4.7.1. Add-on in AOCL-BLAS - 5.2 English - 57404

AOCL User Guide (57404)

Document ID
57404
Release Date
2025-12-29
Version
5.2 English

An add-on in AOCL-BLAS provides additional APIs, operations, and/or implementations that may be useful to certain users. It can be a standalone extension of AOCL-BLAS that does not depend on any other add-on, although add-ons may utilize existing functionality or kernels within the core framework.

An add-on should never provide APIs that conflict with the interfaces belonging to the BLIS typed or object API. Thus, a properly constructed/functioning add-on would never interfere with or change the core BLIS functionality or the standard BLAS and CBLAS APIs.

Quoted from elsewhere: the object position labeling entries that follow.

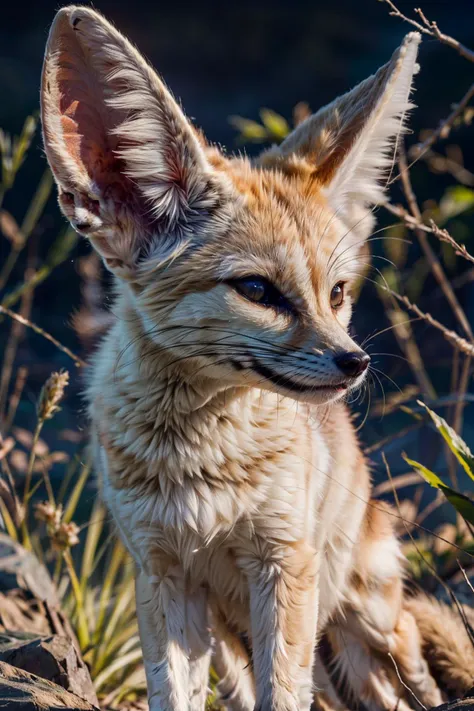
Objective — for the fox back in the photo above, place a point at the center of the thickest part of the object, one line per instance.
(228, 458)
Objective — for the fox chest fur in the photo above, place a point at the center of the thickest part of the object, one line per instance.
(196, 478)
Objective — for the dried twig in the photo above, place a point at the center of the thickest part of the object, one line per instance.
(445, 126)
(442, 234)
(429, 27)
(432, 259)
(454, 338)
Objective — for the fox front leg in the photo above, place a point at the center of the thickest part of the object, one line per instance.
(161, 611)
(283, 599)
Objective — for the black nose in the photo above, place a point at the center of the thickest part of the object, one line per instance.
(352, 364)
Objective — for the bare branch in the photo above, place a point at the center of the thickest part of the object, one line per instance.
(442, 234)
(431, 29)
(454, 338)
(432, 259)
(445, 126)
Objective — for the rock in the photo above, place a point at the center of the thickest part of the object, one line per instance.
(21, 569)
(54, 658)
(21, 691)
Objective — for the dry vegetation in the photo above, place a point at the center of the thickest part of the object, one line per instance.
(422, 250)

Low Precision GEMM (LPGEMM) APIs are added as an add-on feature with the name aocl_gemm in AOCL-BLAS 4.1 which are used in Inference of Deep Neural Networks (DNN) applications. For example, Low Precision DNN uses the input as image pixels that are unsigned 8-bit (u8) and quantized pre-trained weights of signed 8-bits (s8) width. They produce signed 32-bit or downscaled/ quantized 8-bit output.

At the same time, these APIs are expected to utilize the architecture features such as AVX512VNNI instructions designed to take the inputs in u8, s8; produce an output in s32 and produce high throughput. Similarly, AVX512BF16 based instructions expects input in Brain Floating Point (bfloat16) type to provide higher throughput with less precision than 32-bit.